A city court employee lowered the Texas flag at half-mast. Credit … Christopher Lee for The New York Times

Sen. Chris Murphy, a Connecticut Democrat and advocate for gun control, said, “I think everyone will be shaken to the core for that.” He added: “I have no idea how a community handles this. There is no way to do it right. Your community is never the same after that.”

The National Rifle Association will hold its annual meeting in Houston beginning Friday. Mr. Abbott is on the list of prominent Republicans to appear, along with former President Donald J. Trump and Sen. Ted Cruz.

“Today is a dark day,” Mr. Cross in a statement. In messages posted on Twitter, he said the nation had “visited too much of these shootings,” but did not immediately call for any specific policy proposals to help prevent mass killings.

West Virginia Sen. Joe Manchin, a Democrat in 2013, blocked efforts to legislate on gun background checks, saying “It doesn’t make sense that we can’t do things common sense and try to prevent some of these things from happening. “

Robb Elementary, a brick school building near the city center boundary, serves more than 500 students, most of them between the ages of 7 and 10. About 90 percent of students are Hispanic, according to district records, and almost everything else. they are white. A poster hanging from the school says “Welcome!” and “Welcome!” next to the school logo, a choir.

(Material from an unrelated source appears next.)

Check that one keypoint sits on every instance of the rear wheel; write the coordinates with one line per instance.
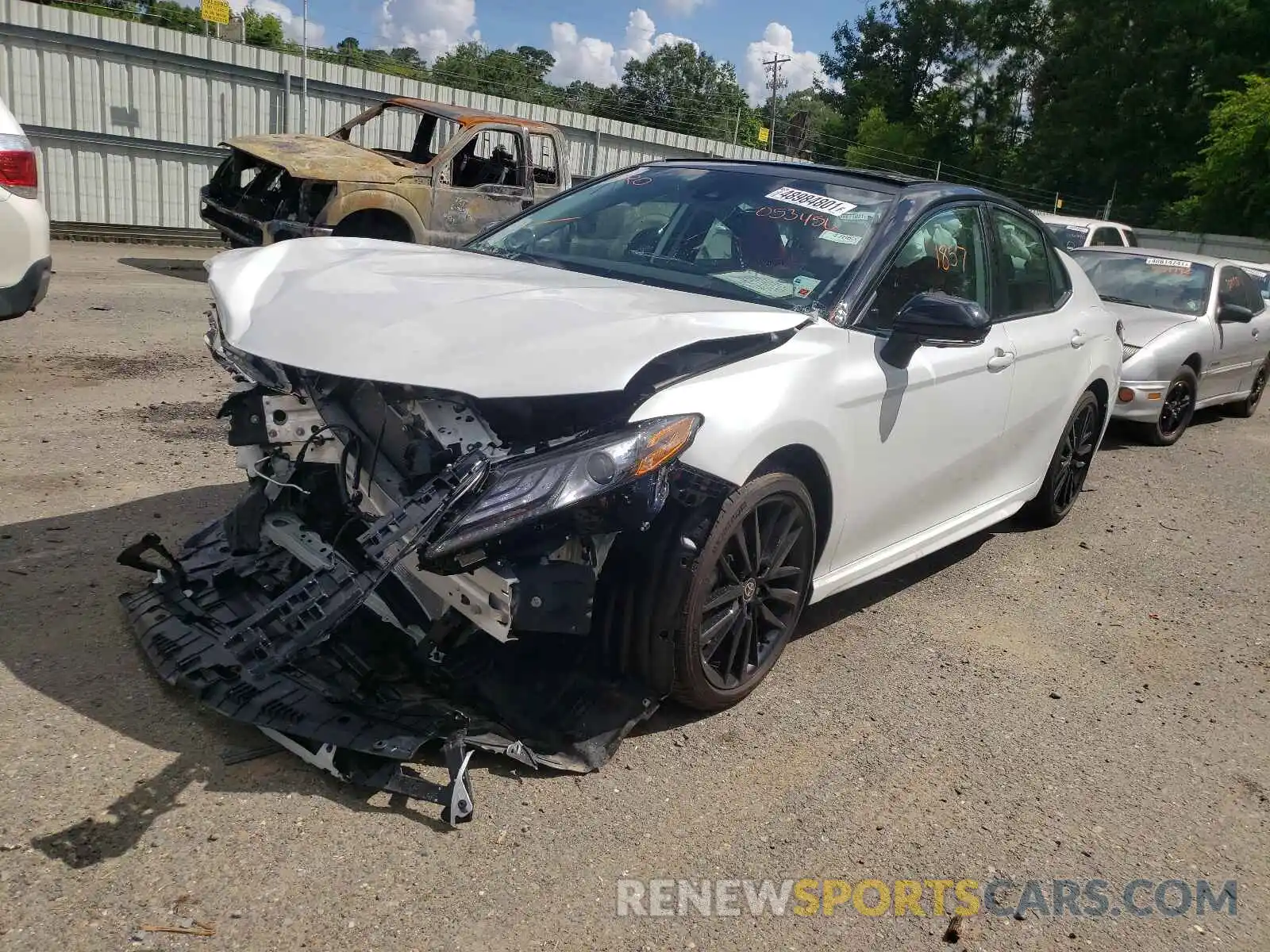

In the neighborhood around the school, more than 40 percent of residents have lived in the same home for at least 30 years, according to census data. And more than a quarter of Uvalde’s 15,000 inhabitants are children, well above the national average. More than a third live on or just above the federal poverty line.

Joaquin Castro, a U.S. representative in Texas, described Uvalde on Twitter as a “wonderful, united community.”

The reports were provided by Mike Baker, Nicholas Bogel-Burroughs, Emily Cochrane, Jacey Fortin, Robert Gebeloff, Jesus Jimenez, Alyssa Lukpat, Eduardo Medina, Sarah Mervosh and Michael D. Shear.